Lately, she’s been sick. She had a gum infection that worked its way into her jaw. Four teeth later and an aggressive course of antibiotics and she’s fine. She’s back to her old self, aggravating the other dogs and shepherding me and everybody else.
She also has a bladder stone, which has finally broken up. We are hopeful that more antibiotics will break the rest up. Otherwise, she could require surgery. We’ll know in a few weeks. I’m not inclined to put her through it. She shows no symptoms. She’s happy. She acts younger than her age. She has no symptoms.
What would you do?
It’s a portrait. A lucky portrait because she normally doesn’t allow it. I didn’t do any post production except to correct the warm light of the room that we were in. Sophie did the rest.
Stay safe. Stay mighty. Protect our teachers. Enjoy every sandwich.
I’m really not a nature photographer. For many years I took no notice of it. Along came really good smart phones with cameras that could produce fairly high quality images. Phones are ubiquitous. We carry them everywhere. Like on dog walks. I started seeing things that interested me, so I started making pictures. That made my dogs happy. They could poke around while I composed around.
That was a huge change for me.
Remember, I started life as a photojournalist. I made pictures of events, or people, or hard news. I didn’t have time to look closely at the world of nature. For sure I started to understand the qualities of light.
It wasn’t until I used color slide film almost exclusively that I really put a lot of what I knew into practice. Even then, 95% of my work still involved travel, location, people, places and things. But, not nature.
I think I confuse folks who find Storyteller because my work looks like that of a nature photographer, not a faux nature photographer. I know true nature photographers. They work very hard climbing to the top of a mountain, wading through swamps, walking across deserts. All in the name of photographs.

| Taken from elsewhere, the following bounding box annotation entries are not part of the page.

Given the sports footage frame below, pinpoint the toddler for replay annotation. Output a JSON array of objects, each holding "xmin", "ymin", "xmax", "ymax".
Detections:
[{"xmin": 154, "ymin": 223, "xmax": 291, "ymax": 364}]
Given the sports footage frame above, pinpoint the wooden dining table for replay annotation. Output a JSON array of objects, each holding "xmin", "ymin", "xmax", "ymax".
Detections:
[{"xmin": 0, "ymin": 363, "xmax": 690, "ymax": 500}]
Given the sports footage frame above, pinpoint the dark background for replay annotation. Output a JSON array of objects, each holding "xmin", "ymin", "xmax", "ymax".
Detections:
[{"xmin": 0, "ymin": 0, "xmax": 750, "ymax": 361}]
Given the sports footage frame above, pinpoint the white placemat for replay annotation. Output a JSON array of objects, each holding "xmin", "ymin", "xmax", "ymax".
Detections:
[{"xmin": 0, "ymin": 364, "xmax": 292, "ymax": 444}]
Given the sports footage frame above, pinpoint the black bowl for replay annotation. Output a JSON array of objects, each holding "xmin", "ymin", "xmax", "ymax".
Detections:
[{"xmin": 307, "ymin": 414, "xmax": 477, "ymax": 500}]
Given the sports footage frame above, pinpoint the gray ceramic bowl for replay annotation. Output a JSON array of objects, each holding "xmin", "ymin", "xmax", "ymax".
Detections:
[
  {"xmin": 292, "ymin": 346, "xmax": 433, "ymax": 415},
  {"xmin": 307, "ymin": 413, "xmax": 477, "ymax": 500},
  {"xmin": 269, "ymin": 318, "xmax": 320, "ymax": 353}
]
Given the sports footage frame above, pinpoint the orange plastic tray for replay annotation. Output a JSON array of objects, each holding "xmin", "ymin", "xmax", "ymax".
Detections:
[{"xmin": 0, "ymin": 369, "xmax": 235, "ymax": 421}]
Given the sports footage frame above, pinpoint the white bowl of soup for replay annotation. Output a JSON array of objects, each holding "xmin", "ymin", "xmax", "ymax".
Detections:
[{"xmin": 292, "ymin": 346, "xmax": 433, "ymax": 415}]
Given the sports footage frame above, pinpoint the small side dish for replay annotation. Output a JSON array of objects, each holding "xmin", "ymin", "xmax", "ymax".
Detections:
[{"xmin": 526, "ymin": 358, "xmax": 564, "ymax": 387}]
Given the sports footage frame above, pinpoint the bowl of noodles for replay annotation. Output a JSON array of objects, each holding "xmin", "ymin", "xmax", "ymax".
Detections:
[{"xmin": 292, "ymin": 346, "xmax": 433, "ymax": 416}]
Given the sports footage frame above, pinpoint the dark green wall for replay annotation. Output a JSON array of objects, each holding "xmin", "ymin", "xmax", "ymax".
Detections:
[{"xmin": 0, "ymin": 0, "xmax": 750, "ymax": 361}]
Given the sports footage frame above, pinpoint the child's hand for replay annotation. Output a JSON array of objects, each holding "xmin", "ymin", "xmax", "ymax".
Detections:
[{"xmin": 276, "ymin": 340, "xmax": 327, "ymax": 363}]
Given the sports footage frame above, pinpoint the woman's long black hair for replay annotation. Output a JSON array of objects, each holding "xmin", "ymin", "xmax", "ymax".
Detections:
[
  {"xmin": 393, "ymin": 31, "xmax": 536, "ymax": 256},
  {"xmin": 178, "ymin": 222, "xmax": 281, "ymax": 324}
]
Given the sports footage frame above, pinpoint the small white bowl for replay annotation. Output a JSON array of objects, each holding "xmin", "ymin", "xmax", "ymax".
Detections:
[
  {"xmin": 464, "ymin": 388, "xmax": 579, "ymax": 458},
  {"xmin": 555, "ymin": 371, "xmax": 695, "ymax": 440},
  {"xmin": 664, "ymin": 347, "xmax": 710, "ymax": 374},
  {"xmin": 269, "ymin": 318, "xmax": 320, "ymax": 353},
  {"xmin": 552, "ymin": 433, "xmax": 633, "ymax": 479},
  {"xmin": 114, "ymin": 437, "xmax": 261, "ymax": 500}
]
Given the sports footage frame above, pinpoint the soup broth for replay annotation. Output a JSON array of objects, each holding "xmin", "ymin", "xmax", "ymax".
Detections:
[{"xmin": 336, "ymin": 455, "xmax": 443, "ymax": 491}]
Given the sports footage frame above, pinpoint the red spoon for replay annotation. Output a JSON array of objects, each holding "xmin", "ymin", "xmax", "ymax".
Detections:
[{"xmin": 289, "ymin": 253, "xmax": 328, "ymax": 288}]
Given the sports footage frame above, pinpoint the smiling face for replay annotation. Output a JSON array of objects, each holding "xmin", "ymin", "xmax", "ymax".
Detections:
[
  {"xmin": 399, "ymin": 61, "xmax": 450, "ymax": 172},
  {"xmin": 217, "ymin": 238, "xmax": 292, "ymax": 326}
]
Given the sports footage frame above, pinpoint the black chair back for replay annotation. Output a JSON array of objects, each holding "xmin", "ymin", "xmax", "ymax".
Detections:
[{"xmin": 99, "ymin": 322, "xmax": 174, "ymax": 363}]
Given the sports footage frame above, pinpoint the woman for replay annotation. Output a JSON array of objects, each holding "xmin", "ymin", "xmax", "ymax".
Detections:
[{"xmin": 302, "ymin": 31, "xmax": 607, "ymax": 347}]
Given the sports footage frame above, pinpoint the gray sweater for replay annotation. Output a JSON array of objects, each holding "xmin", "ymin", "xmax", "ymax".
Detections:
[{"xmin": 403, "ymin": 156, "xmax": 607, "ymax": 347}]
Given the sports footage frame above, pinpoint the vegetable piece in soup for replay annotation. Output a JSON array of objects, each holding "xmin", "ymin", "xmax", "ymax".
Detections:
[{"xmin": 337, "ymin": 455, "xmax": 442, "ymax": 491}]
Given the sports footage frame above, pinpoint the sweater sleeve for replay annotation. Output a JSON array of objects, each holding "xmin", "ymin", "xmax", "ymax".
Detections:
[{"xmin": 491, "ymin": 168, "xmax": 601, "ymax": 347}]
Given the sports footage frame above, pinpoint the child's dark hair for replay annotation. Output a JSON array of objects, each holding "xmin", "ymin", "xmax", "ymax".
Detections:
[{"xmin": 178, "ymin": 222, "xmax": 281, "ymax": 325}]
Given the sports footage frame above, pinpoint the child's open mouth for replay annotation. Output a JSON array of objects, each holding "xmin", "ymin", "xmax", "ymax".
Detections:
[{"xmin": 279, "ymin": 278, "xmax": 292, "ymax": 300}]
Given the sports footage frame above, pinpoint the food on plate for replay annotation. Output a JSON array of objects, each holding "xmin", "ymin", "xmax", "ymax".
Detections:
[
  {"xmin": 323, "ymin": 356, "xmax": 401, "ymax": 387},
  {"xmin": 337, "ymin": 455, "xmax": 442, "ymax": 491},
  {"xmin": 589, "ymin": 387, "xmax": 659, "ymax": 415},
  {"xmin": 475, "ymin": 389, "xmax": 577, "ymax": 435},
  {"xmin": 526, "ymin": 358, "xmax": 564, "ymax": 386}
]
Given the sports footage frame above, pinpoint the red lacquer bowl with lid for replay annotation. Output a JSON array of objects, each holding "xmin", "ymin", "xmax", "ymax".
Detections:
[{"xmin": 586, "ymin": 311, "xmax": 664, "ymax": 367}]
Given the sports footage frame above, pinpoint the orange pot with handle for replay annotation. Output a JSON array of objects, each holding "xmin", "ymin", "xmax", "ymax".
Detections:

They typically follow one of the guiding principles of anybody who works on location. “Sometimes the hardest part of making a picture is getting there.” I think the late Professor Will Counts said that.
Me? I’m walking around the block. The hardest part of making these faux nature pictures is crossing the street and making sure the all seeing dog does walk into mild traffic.
That’s okay. It served me very well when I was in too much pain to do much more. My pain taught me to see. To really see. Little things, Subtle changes in nature as the seasons changed, not that they change much in Southeastern Louisiana.
Now, most of the pain is gone. You’ve read that story. While it’s true that I still have osteoarthritis issues, they don’t bother me much. Mild pain meds helps to control that. The pain that was limiting turned out to be bursitis in my hip. It took two years and three doctors to figure that out. Don’t ask me about my feelings. They vary from relieved to aggravated.
If I think about it very much, my former pain helped me to see all the things that I wouldn’t have seen. I’m grateful about that.
I made it on an early morning dog walk. I’ve been getting up way too early. I try not to wake the house. But, she hears. She knows. She’s ready for a walk. It’s not a problem because we beat the heat of the day. Kind of. It’s always hot this time of year. Let’s just say it’s a little cooler.
That’s also when the nights rain might still be drying. If it’s a really humid day, the moisture is pooling.
That’s really how I made this photograph. See it, push the button. Make every sure that image is tack sharp because it needs to be in order to work.